Hefting rotted stumps in fall clean-up today, I tripped on a surprising strand of rusted barbed wire and tore my pants. What crude past is this, surfacing near my well-trod woodpile path?

Whoever strung this barbed wire is no doubt long since passed from the living.

Here’s the past again  – tangible in my hand and elusive with its story – or so the cliché goes. But this last week, I received an email that explained a great deal of my life, all the way back to my very earliest childhood, that gloaming of early memory. Like a tangled wire that has been straightened and trued, I saw a clear thread of my own life shiningly clear.

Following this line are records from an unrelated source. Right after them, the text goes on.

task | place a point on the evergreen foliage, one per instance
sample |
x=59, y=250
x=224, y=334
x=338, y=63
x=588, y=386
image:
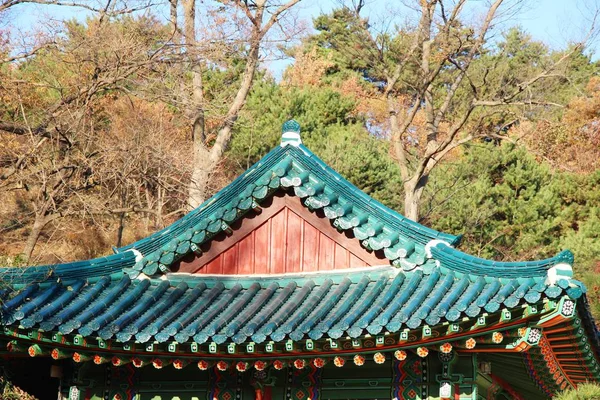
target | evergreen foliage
x=585, y=391
x=329, y=129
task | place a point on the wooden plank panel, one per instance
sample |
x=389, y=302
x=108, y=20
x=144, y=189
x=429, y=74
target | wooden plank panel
x=294, y=235
x=342, y=259
x=245, y=260
x=229, y=261
x=261, y=248
x=326, y=253
x=356, y=262
x=213, y=267
x=277, y=244
x=310, y=259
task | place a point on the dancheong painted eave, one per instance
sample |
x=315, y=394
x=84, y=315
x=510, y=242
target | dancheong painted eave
x=133, y=305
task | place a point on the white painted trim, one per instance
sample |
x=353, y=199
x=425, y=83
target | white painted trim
x=345, y=271
x=555, y=273
x=433, y=243
x=138, y=255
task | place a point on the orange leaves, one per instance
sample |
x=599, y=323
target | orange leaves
x=573, y=144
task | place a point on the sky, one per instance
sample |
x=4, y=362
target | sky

And yet, time is a strange thing. Ten years ago, I might not have understand what an illumination these words are; I kept the letter to myself. Someday, perhaps, I’ll pass it along to my own children. In the meantime, I’m likely to snip away at that barbed wire, so no one else trips on that particular debris of the past.

There, in front of us, where a broken row of houses stood between us and the harbour, and where the eye encountered all sorts of stratagems, such as pale-blue and pink underwear cakewalking on a clothesline, or a lady’s bicycle and a striped cat oddly sharing a rudimentary balcony of cast iron, it was most satisfying to make out among the jumbled angles of roofs and walls, a splendid ship’s funnel, showing from behind the clothesline as something in a scrambled picture – Find What the Sailor Has Hidden – that the finder cannot unsee once it has been seen.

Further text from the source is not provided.